Hier soir, un nouveau phénomène a émergé: l'élection de quatre équipes indépendantes à Lachine, LaSalle, Outremont et Anjou. Toutes dirigées par d'anciens d'Union Montréal, parti de Gérald Tremblay. Ils ont préféré faire cavalier seul. Ces arrondissements ont un autre point en commun: ce sont d'anciennes villes de banlieue. On assiste à un repli, comme si ces arrondissements tournaient le dos à Montréal et préféraient défendre leur petit carré de terrain. Décourageant.
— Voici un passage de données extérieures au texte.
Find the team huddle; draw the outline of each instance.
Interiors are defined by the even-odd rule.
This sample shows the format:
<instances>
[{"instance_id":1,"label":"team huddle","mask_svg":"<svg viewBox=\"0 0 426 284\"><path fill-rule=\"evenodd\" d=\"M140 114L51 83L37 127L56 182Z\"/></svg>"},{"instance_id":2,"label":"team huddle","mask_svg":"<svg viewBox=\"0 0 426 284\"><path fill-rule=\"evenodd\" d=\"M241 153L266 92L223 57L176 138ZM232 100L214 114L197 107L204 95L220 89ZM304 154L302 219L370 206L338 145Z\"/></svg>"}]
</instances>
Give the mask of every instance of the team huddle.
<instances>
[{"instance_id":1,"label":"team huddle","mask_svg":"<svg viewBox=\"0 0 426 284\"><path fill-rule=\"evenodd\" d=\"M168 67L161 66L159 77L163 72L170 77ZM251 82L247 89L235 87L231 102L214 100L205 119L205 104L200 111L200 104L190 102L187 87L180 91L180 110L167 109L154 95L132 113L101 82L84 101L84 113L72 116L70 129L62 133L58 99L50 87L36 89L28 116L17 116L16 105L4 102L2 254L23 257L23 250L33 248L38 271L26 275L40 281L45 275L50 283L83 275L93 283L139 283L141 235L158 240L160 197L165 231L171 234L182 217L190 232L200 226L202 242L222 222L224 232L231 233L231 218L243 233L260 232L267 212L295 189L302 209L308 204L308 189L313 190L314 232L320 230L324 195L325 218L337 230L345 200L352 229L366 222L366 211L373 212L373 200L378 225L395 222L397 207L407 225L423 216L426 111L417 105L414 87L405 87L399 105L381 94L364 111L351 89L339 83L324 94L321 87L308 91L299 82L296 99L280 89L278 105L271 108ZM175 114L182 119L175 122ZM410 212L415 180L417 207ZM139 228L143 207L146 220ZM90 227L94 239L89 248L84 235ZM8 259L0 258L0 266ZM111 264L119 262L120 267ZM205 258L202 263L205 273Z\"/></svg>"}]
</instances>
Ils ne sont pas les seuls survivants d'Union Montréal qui ont été réélus. De grosses pointures qui avaient rejoint Coderre ont gagné haut la main: Alan DeSousa et Michel Bissonnet, même si ses liens étroits avec la famille Catania et des entrepreneurs nommés devant la commission Charbonneau ont été étalés dans les journaux. Tous des gens qui détenaient un poste important sous Gérald Tremblay. Des gens qui n'ont rien vu, rien dit pendant des années et qui se sont empressés de quitter le navire quand Gérald Tremblay a démissionné. Denis Coderrre les a accueillis à bras ouverts.

Les Montréalais n'ont donc rien retenu des leçons de la commission Charbonneau?